Tout ce qu'il faut savoir sur la contrainte UNIQUE en SQLite : niveau colonne, niveau table, clés composites, comportement des NULL et résolution des conflits.

Cette page contient des éditeurs exécutables — modifiez, exécutez et voyez la sortie instantanément.

La contrainte UNIQUE en SQLite : interdire les doublons

Une contrainte UNIQUE indique à SQLite qu'une colonne (ou un groupe de colonnes) ne peut pas contenir deux fois la même valeur. C'est ce qui vous permet de garantir que « deux utilisateurs ne peuvent pas partager la même adresse e-mail » ou qu'« un code produit n'apparaît qu'une seule fois ».

Le troisième INSERT échoue avec l'erreur UNIQUE constraint failed: users.email. SQLite vérifie la contrainte à chaque écriture et refuse tout ce qui créerait un doublon. Les deux premières lignes sont bien enregistrées ; la troisième, elle, ne passe jamais.

En coulisses, la contrainte unique sqlite repose sur un index unique — exactement la même structure que celle utilisée par SQLite pour accélérer les recherches. Du coup, la vérification ne coûte presque rien, et la colonne se retrouve automatiquement indexée.

Syntaxe au niveau colonne ou au niveau table

UNIQUE peut s'écrire de deux façons : directement à côté de la colonne, ou comme clause séparée à la fin de la définition de la table :

Pour une seule colonne, les deux formes sont équivalentes — choisissez celle que vous trouvez la plus lisible. En revanche, dès que l'unicité doit porter sur plusieurs colonnes, la forme au niveau de la table devient indispensable.

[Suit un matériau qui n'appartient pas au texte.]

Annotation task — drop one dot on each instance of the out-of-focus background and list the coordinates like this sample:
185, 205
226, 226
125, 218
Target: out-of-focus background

Contrainte unique sur plusieurs colonnes en SQLite

Il arrive qu'une colonne ne soit pas unique en elle-même, mais qu'une combinaison de colonnes doive l'être. Un utilisateur peut s'inscrire à plusieurs cours, et un cours peut accueillir plusieurs utilisateurs — par contre, le couple (user_id, course_id) ne doit jamais apparaître deux fois :

La contrainte porte sur la paire, pas sur chaque colonne prise isolément. L'utilisateur 1 peut s'inscrire à plusieurs cours, le cours 100 peut accueillir plusieurs utilisateurs — mais chaque combinaison ne peut apparaître qu'une seule fois.

C'est le pattern classique pour les tables de jointure dans les relations many-to-many.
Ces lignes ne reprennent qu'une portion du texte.